The desire to protect judicial independence wasn’t unique to her, of course, but she pursued the issue like almost no one else. As she made clear in her concurring opinion in the 2002 ruling, she was not a fan of electing judges; having been appointed as a judge herself, to the Arizona appeals court, she thought judicial elections were a terrible idea. But once a state had decided on that method, she argued, they couldn’t prevent candidates from speaking out on the issues that voters cared about.

“I think she thought the decision would put an end to elected judges,” Margaret Marshall, who served as chief justice of the Massachusetts Supreme Judicial Court, told me. “She didn’t understand that once you’ve given people the opportunity to vote for something, whether judge or sanitation worker, you’ll never get that taken back.”

The ruling’s damage to the public’s trust in the judiciary was clear, as Justice O’Connor admitted in a talk to a conference of state judges in 2006, shortly after she retired. “That case, I confess, does give me pause,” she said.

The next year, during a lecture at Cornell Law School, she said, “I try never to look back,” but admitted that people would be shocked by how much money interest groups were spending to influence the outcomes of judicial elections. Referring to the 2002 decision, she said, “I think there are real problems as a result of that case, and I am very concerned about what it’s doing to this country to have partisan election of judges.”
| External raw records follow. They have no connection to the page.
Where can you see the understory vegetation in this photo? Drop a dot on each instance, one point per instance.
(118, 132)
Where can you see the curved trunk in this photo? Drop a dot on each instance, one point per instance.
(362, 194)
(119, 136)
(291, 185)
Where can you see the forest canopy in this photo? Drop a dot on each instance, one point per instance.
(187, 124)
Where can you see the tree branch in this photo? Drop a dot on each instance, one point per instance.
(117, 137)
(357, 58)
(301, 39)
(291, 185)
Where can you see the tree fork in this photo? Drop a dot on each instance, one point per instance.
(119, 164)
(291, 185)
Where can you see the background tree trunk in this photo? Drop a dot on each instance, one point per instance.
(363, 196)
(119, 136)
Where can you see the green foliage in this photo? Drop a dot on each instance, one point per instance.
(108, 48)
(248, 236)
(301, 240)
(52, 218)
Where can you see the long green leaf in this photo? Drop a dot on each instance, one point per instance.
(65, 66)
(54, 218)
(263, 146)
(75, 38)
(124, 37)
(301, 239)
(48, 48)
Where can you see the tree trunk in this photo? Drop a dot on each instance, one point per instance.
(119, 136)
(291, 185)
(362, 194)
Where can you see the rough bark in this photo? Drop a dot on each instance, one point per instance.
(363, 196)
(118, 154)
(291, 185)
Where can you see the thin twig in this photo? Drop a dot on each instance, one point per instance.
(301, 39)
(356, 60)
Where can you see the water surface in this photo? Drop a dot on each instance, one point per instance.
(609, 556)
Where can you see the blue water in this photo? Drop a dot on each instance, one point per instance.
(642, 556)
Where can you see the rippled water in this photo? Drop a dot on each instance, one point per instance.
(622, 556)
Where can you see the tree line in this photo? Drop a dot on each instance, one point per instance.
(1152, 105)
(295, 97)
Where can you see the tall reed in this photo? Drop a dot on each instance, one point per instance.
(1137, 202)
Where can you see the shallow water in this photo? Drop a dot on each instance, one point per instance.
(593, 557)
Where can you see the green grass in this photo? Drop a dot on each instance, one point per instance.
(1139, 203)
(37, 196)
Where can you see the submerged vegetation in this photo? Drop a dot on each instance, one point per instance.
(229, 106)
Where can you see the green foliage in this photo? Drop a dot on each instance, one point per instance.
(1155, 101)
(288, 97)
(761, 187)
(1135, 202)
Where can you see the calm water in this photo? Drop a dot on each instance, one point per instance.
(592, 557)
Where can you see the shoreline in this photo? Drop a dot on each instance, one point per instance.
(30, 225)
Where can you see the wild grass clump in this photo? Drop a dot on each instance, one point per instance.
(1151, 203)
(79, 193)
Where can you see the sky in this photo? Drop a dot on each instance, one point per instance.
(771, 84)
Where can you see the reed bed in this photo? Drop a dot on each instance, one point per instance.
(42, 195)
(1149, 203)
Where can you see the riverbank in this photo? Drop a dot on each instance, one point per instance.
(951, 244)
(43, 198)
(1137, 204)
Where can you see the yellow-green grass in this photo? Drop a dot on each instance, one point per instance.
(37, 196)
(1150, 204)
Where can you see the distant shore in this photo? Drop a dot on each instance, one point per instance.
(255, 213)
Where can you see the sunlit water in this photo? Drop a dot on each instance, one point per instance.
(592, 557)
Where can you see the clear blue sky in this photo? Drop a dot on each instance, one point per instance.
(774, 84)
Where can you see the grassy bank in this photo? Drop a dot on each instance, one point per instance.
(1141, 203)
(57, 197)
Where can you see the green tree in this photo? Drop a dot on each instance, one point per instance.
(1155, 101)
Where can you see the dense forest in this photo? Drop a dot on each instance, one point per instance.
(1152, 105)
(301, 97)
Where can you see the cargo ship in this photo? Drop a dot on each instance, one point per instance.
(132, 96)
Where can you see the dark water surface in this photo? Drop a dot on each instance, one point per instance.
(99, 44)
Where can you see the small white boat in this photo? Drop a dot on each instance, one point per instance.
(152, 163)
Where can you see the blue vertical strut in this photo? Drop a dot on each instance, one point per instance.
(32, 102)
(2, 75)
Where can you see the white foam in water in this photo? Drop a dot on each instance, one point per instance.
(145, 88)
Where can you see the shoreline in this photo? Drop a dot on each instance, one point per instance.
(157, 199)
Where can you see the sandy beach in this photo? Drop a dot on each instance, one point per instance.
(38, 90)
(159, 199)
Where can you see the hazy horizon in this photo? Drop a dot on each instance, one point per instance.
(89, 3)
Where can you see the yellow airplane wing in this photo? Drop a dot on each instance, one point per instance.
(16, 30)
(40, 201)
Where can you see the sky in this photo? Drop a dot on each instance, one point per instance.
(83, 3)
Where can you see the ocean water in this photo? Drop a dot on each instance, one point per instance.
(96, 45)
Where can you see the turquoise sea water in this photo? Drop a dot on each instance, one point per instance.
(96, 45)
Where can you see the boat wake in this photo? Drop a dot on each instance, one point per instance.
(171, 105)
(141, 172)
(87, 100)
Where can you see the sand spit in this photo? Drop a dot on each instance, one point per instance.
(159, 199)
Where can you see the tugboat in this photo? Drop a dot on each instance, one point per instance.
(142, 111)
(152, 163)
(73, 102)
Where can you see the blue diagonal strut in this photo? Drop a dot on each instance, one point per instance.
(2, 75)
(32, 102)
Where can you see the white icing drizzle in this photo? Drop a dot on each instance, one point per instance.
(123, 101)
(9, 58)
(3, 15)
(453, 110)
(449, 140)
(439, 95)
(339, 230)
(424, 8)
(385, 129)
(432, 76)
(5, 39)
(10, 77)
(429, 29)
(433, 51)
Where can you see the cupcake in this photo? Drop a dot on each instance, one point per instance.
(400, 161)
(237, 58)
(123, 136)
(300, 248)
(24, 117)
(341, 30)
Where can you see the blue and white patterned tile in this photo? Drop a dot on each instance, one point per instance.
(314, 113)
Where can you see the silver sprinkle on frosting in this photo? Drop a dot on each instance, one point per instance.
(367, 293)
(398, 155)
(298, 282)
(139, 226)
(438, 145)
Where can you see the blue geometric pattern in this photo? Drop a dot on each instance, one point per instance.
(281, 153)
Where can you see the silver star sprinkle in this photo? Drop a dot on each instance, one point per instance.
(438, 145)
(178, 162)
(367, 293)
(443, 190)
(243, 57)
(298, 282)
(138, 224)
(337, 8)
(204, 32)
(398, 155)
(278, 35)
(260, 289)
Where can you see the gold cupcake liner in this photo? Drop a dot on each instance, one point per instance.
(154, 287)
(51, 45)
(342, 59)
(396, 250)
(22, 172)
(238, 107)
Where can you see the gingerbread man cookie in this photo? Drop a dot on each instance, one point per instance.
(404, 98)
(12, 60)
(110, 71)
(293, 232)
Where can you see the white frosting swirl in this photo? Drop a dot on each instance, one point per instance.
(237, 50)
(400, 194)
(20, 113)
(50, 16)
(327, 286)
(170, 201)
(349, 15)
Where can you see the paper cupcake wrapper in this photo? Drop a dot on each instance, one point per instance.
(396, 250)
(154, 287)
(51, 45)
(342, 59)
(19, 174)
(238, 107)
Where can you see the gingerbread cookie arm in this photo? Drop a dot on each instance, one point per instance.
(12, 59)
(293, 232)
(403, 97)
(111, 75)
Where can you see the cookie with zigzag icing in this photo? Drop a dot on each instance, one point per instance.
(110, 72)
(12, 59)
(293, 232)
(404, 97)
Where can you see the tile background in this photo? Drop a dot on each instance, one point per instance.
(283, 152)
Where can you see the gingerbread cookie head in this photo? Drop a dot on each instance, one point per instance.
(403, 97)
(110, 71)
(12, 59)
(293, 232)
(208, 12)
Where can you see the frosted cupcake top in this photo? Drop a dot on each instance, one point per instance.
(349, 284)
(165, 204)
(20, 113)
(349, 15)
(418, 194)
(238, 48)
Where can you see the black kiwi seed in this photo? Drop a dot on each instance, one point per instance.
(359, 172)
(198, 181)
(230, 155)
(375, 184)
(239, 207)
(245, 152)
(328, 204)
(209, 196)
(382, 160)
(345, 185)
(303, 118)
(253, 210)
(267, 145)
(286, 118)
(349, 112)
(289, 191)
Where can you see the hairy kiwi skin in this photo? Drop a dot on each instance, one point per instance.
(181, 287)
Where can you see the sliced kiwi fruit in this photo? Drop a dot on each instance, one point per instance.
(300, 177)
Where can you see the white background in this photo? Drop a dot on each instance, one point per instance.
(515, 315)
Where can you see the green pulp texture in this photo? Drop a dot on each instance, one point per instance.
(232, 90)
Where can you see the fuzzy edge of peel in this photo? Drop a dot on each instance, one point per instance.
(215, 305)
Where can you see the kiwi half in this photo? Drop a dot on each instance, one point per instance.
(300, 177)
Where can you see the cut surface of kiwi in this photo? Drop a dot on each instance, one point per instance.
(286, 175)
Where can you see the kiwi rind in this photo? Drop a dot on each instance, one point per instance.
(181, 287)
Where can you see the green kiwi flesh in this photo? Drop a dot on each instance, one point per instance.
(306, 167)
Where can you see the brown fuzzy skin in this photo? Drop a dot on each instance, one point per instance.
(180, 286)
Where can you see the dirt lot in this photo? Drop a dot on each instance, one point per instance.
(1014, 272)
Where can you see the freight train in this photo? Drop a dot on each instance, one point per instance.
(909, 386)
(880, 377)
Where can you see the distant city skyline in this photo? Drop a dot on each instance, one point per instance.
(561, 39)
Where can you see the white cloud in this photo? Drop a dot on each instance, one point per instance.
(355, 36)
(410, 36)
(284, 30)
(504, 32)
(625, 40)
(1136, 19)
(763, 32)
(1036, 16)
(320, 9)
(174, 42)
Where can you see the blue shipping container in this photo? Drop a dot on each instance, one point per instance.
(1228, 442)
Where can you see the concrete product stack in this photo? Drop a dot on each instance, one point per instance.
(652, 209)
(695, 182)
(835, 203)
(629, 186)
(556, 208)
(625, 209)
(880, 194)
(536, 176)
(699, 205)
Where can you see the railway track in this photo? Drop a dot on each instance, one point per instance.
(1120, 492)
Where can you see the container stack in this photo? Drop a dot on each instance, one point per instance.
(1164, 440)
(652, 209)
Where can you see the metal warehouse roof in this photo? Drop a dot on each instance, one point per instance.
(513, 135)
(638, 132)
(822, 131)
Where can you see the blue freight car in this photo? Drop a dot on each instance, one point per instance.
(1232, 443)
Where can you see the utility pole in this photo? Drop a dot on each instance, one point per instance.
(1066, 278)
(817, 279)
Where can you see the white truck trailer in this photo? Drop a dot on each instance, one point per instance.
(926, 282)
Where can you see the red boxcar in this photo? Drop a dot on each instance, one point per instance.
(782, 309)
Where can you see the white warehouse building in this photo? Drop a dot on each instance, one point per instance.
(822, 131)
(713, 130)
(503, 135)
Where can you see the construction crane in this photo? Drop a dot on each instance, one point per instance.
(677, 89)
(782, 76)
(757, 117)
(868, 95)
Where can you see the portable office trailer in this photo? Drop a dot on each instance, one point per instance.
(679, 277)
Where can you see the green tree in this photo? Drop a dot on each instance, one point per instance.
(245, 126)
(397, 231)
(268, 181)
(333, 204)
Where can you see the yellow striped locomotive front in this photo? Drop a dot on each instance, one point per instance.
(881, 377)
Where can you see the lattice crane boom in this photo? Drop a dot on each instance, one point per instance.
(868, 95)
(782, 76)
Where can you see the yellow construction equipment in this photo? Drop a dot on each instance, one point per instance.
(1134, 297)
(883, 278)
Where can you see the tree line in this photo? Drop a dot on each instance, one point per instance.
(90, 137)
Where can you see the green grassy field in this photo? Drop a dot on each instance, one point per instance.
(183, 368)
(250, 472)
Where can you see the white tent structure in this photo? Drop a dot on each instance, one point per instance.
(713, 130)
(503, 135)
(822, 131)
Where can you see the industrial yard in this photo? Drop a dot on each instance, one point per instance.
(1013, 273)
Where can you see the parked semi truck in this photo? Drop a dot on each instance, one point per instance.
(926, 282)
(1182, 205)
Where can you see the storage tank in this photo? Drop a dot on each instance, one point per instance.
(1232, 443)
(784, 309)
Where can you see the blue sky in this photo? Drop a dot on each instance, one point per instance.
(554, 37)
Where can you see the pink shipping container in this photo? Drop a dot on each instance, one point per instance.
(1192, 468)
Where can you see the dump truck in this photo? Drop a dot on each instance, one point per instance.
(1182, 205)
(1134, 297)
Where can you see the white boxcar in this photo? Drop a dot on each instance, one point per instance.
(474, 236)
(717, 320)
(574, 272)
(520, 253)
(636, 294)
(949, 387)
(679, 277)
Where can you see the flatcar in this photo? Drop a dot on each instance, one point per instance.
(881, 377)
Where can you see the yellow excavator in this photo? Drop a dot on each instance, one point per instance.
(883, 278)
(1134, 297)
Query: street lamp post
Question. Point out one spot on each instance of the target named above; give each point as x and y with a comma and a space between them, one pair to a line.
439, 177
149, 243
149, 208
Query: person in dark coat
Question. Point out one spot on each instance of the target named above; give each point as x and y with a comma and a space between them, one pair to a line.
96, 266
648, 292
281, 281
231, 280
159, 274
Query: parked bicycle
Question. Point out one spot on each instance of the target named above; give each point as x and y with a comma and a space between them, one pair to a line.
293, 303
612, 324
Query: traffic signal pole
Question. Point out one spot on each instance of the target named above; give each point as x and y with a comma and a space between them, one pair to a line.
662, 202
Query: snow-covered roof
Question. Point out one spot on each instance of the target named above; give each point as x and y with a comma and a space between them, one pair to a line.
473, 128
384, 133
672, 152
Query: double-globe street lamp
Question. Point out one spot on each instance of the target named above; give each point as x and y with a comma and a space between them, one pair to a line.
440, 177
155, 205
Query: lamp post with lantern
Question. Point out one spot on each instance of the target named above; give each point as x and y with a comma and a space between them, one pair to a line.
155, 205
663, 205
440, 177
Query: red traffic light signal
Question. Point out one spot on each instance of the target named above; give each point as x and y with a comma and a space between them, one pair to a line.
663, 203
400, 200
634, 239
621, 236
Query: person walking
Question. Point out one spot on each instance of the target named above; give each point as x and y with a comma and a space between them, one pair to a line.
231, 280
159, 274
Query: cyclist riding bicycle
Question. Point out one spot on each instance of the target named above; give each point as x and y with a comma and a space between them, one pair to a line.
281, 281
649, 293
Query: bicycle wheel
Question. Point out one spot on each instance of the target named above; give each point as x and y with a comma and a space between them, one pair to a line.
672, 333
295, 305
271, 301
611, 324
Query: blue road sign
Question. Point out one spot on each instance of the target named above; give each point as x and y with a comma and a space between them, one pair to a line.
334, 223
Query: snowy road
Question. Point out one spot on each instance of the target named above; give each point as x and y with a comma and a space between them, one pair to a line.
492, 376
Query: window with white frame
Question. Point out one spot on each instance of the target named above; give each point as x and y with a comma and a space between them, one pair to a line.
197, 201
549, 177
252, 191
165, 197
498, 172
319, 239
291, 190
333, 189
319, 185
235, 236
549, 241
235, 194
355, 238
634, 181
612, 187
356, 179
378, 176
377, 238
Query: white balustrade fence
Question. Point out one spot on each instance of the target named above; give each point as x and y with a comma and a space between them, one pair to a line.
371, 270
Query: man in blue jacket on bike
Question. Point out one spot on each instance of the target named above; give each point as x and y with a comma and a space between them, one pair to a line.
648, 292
She began to understand the depth of the problem, but unlike Justices Powell and Blackmun, whose confessions could be considered too little and too late, Justice O’Connor decided she would do something about it.

In her postcourt years, she devoted herself to the advocacy of judicial independence — the idea that for democracy to function, the people must believe that judges are examining each case and deciding them on the merits, not on political or other biases.

“I must have heard her talk about that more times than any other justice I can think of,” Ms. Marshall said. “That’s what she spent the rest of her life trying to instill in the American psyche, in schoolchildren and bar associations.”

Justice O’Connor’s concern about politicized courts will grow more urgent in her absence, as the danger becomes more starkly visible. In Ohio and North Carolina, state supreme courts had ruled that Republican-drawn partisan gerrymanders illegally favored Republicans. But after elections gave the courts solid conservative majorities, they let biased maps stand. These rulings could help decide control of the U.S. House of Representatives in 2024 and beyond.

The opposite scenario is playing out in Wisconsin, where the state Supreme Court’s majority recently tipped in favor of Democrats, after the most expensive judicial election in American history — over $40 million in spending.

The effect of all this big spending and partisan campaigning, as Justice O’Connor warned, is to undermine the public’s confidence in an entire branch of government. Appointing judges rather than electing them would make a difference, but it’s not a magic bullet. After all, U.S. Supreme Court justices are appointed, and yet the current crop is among the most nakedly political in history.

Through her yearslong crusade, Justice O’Connor seemed almost to be doing penance for the 2002 ruling. The willingness to admit error does not come easily to judges, but by doing so, she was practicing the very independence of mind she insisted on.